Gezielte Anreize und Investitionen sind besser als Zwang: Unter diesem Leitmotiv bitten vier Verbände des internationalen (Straßen-)Güterverkehrs in einem Brief an die deutsche EU-Kommissionpräsidentin Ursula von der Leyen (CDU) darum, auf einen Vorschlag zur Einführung von verpflichtenden Kaufquoten von Null-Emissions-Lkw (ZEV) für Flottenbetreiber zu verzichten. Nach eigenen Angaben will die EU-Kommission einen solchen Gesetzesvorschlag noch bis Ende des Jahres veröffentlichen. Sie will damit erreichen, dass mehr ZEV auf Europas Straßen fahren und sich die Dekarbonisierung des europäischen Straßenverkehrs dadurch beschleunigt.
Unklare Pläne der EU-Kommission
Was genau die Kommission im Einzelnen plant, ist noch nicht bekannt. Der Vorschlag müsste in der Folge überdies noch vom Europaparlament und den EU-Mitgliedstaaten in ein Gesetz umgewandelt werden.
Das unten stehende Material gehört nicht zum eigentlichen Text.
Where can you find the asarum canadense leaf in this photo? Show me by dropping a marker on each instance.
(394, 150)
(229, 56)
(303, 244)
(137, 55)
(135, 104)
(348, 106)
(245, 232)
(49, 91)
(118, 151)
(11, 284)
Allerdings befürchten die Unterzeichner jetzt schon, dass in jedem Fall der Gütertransportsektor unter einem Quotenzwang leiden werde.
Fehlende Wirtschaftlichkeit von ZEV
Grund für die Sorge sei die Tatsache, dass ZEV bislang für die meisten Akteure des Straßengütertransportsektors noch kein Business-Modell darstellen würden. ZEV – meist E-Lkw – seien in der Anschaffung weiter viel teurer als Diesel-Lkw, aber nicht so flexibel einsetzbar. Es fehle weiter an ausreichend öffentlicher E-Ladeinfrastruktur und den nötigen Stromnetzkapazitäten, um das Aufladen oder Tanken von ZEV ähnlich unkompliziert zu gestalten wie das Betanken von Diesel-Lkw.
Belastung für kleine und mittlere Unternehmen
Unter einem Anschaffungszwang von ZEV würden außerdem besonders die kleinen und mittleren sowie Mikro-Unternehmen leiden – und damit rund 95 Prozent der Straßengüterverkehrsunternehmen in Europa. Die könnten es sich wirtschaftlich nicht leisten, mit Fahrzeugen zu fahren, die ein strukturelles Minusgeschäft bedeuten. Für Spezialtransporte wie Kühl- oder Chemietransporte seien ZEV wegen der spezifischen Anforderungen an die entsprechenden Fahrzeuge in der Regel ebenfalls noch nicht praktikabel.
Forderung nach besseren Rahmenbedingungen
Statt verpflichtende Quoten für den Kauf von ZEV für Flottenbetreiber vorzuschlagen, fordern die Unterzeichner des Briefs die EU-Kommission dazu auf, mit gezielten Maßnahmen so gute Rahmenbedingungen für den Einsatz von ZEV zu schaffen, dass Unternehmen bzw. Flottenbetreiber von sich aus ZEV kaufen. Drei Maßnahmen seien dafür zentral: gezielte Anreize zum Kauf von ZEV, verstärkte Investitionen in die Ladeinfrastruktur sowie ein solider Finanzierungsrahmen zur Verwirklichung eines emissionsfreien Straßengüterverkehrs in der EU. Darunter verstehen die Verbände auch die Möglichkeit, Einnahmen aus der Maut verpflichtend wieder für Verkehrsprojekte zu verwenden.
Adressaten und unterzeichnende Verbände
Ihren Brief haben die vier Verbände an EU-Kommissionspräsidentin Ursula von der Leyen adressiert, in Kopie aber auch an die EU-Kommissare für Verkehr und Klima, den Griechen Apostolos Tzitzikostas, und den Niederländer Wopke Hoekstra geschickt.
Die Unterzeichner vertreten folgende Verbände: die Internationale Straßentransport Union (IRU), den Europäischen Verband für Spedition, Transport, Logistik und Zolldienstleistungen (Clecat), den Rat der Europäischen Verlader (ESC) und die Globale Kühlketten Allianz (GCCA).